All cataract surgeries result in the loss of some endothelial cells. The phacoemulsification stage of the surgery has the biggest impact on cell loss. The phacoemulsification instrument makes very fine vibrations (35 000 to 45 000 cycles per second), and it is these vibrations that allow the nucleus, the central part of the cataract, to be divided into segments and then removed. Approximately 10 to 15 percent of cells are lost, this number greater for larger, denser or more advanced cataracts. There have been significant developments in surgical technique that minimise endothelial cell loss. Most patients having cataract surgery have high endothelial cell counts. A small loss in these cases from cataract surgery is therefore of no clinical significance.
Patients with Fuchs endothelial dystrophy have a reduced endothelial cell number as a result of their dystrophy. With cataract surgery this endothelial cell loss has greater significance since the pre-surgery endothelial cell count is already low.
The cornea may become swollen after cataract surgery.
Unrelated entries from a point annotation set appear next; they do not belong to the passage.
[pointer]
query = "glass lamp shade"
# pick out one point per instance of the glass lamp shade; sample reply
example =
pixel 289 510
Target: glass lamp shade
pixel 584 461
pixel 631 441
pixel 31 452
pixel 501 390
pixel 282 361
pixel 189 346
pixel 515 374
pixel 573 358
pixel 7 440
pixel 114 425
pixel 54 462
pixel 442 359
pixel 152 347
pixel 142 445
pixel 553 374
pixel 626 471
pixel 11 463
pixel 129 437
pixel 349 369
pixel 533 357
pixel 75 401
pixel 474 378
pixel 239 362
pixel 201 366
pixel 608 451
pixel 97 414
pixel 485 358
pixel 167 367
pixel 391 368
It may take several months for the cells to return to normal function and for corneal clarity to be returned. In mild forms it may result in blurred vision for a few hours on waking. On rare occasions the cornea does not return to its clear transparent state, and a corneal transplant is required.
Developments in cataract surgery techniques have resulted in better protection for the endothelial cell layer. These developments have been incorporated into current cataract surgical practice.
LACS has theoretical benefits for endothelial cell protection. Because the laser divides the cataract into pieces, a task that until now has been performed by phacoemulsification, the phacoemulsification is only required to remove the segments. As a consequence, less phacoemulsification is required during the operation. Accordingly there is likely to be less endothelial cell loss, an associated lower rate of corneal deterioration and the need for a corneal transplant is reduced.